To the best of our knowledge, this study is the first attempt to develop an SIF-based composite drought index to explore the relationship between NEP and drought responses. In future work, we will use higher spatiotemporal resolution datasets, combine them with finer topographic stratification, introduce key process variables (soil moisture, evapotranspiration, and VPD), and integrate meteorological, hydrological, and socio-economic drought drivers, thereby further examining the mechanisms of carbon sink responses to drought.

5. Conclusions

Using multi-source remote sensing and meteorological data from 2001–2024, this study develops a drought-monitoring framework (SVCI, SHI) centered on solar-induced chlorophyll fluorescence (SIF) and systematically analyzes the synchronous, lagged, and recovery responses of vegetation net ecosystem productivity (NEP) to drought in the Northwest China arid region (NWC). SVCI, VCI, SHI, and VHI all increased significantly, indicating an overall alleviation of regional drought, and SIF-based indices markedly outperform traditional VI and meteorology indices in characterizing drought and its impacts. The dominant NEP–drought coupling scale is annual (8–16 months), with a stable high-coherence zone (R² > 0.8) within the 8–16 months band and an overall lag of 0–3 months.
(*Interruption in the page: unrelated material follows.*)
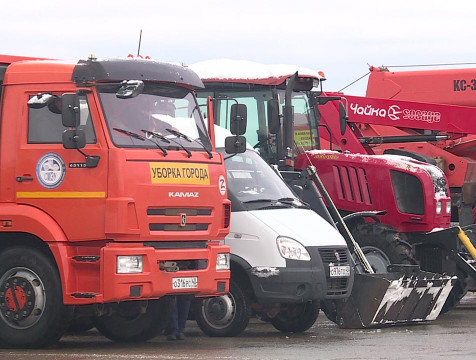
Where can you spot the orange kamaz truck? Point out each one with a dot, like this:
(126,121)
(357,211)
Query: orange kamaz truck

Land cover types exhibit a clear gradient in response strength and memory: croplands show the strongest coherence at 8–16 months and the shortest lag (τ ≈ 0–1 month); grasslands display robust growing season concurrent to short-lag coupling (τ ≈ 0–2 months) but smaller time–frequency consistency regions; forests typically exhibit longer lags (≈2–5 months) and more persistent response windows, reflecting “delay–memory” effects associated with deep rooting and internal carbon–water stores. The results indicate that the SIF-based composite drought index SHI can support near-real-time early warning and post-event diagnosis of NEP decline and recovery. The drought-sensitivity zoning and the differentiated responses among landcover types point to the need for tailored drought adaptation and management strategies, with particular attention to risk management in the northern Xinjiang transition belt and ecotones. The differentiated drought responses and recovery capacities among land cover types highlight functional biodiversity and ecosystem resilience under climate change.